Yale Researchers Identify Gene and Protein That Stops Spinal Cord and Brain Regrowth After Nervous System Injury
Reversing brain and spinal cord injuries may soon be possible with the discovery of a gene and protein responsible for stopping axon regrowth, Yale researchers say.
Brain and spinal cord axons can grow after injury if provided with an adequate environment, but the natural adult brain environment contains substances which inhibit axon regeneration. One of these inhibitors is the Nogo protein.
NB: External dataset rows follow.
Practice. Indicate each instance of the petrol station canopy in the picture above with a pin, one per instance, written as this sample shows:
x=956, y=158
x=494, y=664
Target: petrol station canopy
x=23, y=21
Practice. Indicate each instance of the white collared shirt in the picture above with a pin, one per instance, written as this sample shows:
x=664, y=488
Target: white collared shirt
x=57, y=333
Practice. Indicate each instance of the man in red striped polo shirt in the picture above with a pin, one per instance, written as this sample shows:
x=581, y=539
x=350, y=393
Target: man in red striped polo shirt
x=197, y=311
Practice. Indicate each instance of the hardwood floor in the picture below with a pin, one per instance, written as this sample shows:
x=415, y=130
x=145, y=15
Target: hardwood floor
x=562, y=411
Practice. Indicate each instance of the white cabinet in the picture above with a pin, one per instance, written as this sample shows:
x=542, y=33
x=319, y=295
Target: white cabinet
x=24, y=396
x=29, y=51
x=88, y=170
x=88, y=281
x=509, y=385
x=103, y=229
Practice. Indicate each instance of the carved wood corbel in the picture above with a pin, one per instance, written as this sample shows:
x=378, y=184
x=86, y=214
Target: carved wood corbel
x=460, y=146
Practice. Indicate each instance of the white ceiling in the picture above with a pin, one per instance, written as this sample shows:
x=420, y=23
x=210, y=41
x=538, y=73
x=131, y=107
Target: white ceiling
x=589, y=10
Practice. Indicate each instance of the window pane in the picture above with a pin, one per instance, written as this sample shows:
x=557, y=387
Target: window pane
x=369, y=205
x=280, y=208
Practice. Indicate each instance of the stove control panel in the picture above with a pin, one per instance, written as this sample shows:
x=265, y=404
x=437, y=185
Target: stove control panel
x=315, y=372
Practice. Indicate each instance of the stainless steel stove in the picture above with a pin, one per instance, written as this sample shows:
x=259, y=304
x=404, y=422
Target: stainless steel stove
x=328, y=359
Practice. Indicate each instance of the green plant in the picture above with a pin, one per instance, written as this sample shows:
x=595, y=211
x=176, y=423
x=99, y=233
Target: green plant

“We have identified the gene and protein responsible for this Nogo activity,” said Stephen M. Strittmatter, M.D., associate professor of neurology and of neurobiology at Yale School of Medicine. “Our work suggests that the Nogo protein is an important and selective blocker of axon regeneration in the brain after central nervous system injury.”
Published in the January 27 issue of Nature, Strittmatter’s study shows that Nogo protein generated in the laboratory stops axon growth. In addition, the protein is found exclusively in those areas of the brain which are most hostile to axon growth. Future experiments will determine whether this is the major inhibitor of axon regeneration in the brain or if it is one of several inhibitors.
After many adult nervous system injuries, the nerve cells survive but their connecting axons are severed and function is lost. Outside the brain and spinal cord, these connections usually grow back and recovery is excellent.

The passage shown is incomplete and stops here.